Oya, sebelum terlalu jauh, FYI ini adalah oleh-oleh dari Mas Taufan Sulistyo Darmawan (IG: @piknik.phototrip), yang juga teman SMP-SMA saya. Saat melihat foto-foto perjalanannya di instagram, spontan saya teringat dengan tulisan ini. Terima kasih sekali lagi kepada Mas Amien dan Mas Taufan, untuk semua foto indahnya. Semoga bisa membantu teman-teman yang ingin mengeksplor wisata Purworejo yaa...
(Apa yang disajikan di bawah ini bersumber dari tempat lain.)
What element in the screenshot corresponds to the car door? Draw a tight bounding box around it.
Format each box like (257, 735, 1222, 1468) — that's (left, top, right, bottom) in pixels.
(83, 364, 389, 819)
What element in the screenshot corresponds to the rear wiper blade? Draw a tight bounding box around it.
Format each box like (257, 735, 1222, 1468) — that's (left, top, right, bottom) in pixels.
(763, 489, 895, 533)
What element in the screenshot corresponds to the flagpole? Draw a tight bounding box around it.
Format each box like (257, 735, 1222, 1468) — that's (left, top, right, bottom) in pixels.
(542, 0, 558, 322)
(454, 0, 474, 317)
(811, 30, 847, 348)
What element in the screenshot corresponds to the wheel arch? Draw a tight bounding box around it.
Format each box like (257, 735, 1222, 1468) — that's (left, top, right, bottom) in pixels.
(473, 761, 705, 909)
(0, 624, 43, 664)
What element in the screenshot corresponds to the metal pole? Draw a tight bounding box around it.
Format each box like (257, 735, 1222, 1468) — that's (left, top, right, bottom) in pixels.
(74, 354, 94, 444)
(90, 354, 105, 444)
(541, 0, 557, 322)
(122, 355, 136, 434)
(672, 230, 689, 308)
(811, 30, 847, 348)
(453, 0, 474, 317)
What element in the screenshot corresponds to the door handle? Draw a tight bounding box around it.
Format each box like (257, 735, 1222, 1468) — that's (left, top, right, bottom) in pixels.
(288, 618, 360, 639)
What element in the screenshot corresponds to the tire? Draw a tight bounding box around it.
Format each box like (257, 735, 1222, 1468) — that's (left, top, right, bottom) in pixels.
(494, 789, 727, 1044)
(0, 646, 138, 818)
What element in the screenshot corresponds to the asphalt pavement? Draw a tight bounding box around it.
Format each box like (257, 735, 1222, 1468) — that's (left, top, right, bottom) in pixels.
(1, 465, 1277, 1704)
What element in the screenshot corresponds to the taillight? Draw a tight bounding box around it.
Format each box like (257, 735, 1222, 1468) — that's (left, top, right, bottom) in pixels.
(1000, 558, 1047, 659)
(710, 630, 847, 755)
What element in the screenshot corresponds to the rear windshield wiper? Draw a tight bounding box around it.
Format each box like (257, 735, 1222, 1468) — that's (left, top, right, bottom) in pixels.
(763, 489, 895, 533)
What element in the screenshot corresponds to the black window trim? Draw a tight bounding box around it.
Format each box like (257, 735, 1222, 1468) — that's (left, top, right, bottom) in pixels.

Curug Siklotok terletak di Desa Kaligono, Kecamatan Kaligesing, Kabupaten Purworejo. Jalur menuju Curug Siklotok ini sama dengan jalur menuju Goa Seplawan. Oya, Desa Kaligono sudah ditetapkan sebagai desa wisata oleh pemerintah lho.
Untuk menjangkau Curug Siklotok, kita bisa menggunakan kendaraan pribadi, baik motor maupun mobil. Bagi yang suka tracking dengan sepeda, boleh juga kesana dengan bersepeda.
Kalau teman-teman mau kesana, dari Pantok (Perempatan di sisi timur kota Purworejo yang ditandai dengan adanya patung W.R Supratman membawa biola --> W.R Supratman yang merupakan pencipta lagu Indonesia Raya itu, lahir di kota Purworejo lho. Hari lahirnya pun telah ditetapkan sebagai Hari Musik Nasional) teruslah ke timur menuju Kantor Kecamatan Kaligesing. Di depan Kantor Kecamatan Kaligesing, di samping makam, ada pertigaan menuju Pendem dan Desa Ngaran. Dari Kantor Kecamatan Kaligesing, terus ke arah timur melewati jalan ke arah Pendem (Pilih yang lurus, bukan belok kiri).
Dari
situ jangan berkendara terlalu kencang, karena akses menuju Curug
Siklotok sudah dekat, kira-kira 500 meter ada di sebelah kanan jalan (ada papan penunjuk arah). Lalu, belok ke
kanan (dan sedikit turunan), kemudian menyeberang jembatan, menuju Curug Siklotok. Akses ini juga menuju Goa Seplawan dan Curug Silangit.
Kira-kira 500 meter lagi, di sebelah kanan, akan ada papan penunjuk arah ke Curug Siklotok. Ikuti saja, jalanannya akan menanjak dan terjal. Nah, sambil menanjak, perhatikan sisi kiri, akan ada tulisan Curug Siklotok.
Bagi teman-teman yang membawa kendaraan, tak perlu khawatir, ada tempat penitipan motor dan mobil juga bisa diparkir di situ.
Perjuangan belum berakhir…
Untuk sampai di lokasi, kita harus berjalan kaki melewati jalan setapak. Jangan lupa, patuhi papan peringatan yang ada di sana demi keselamatan.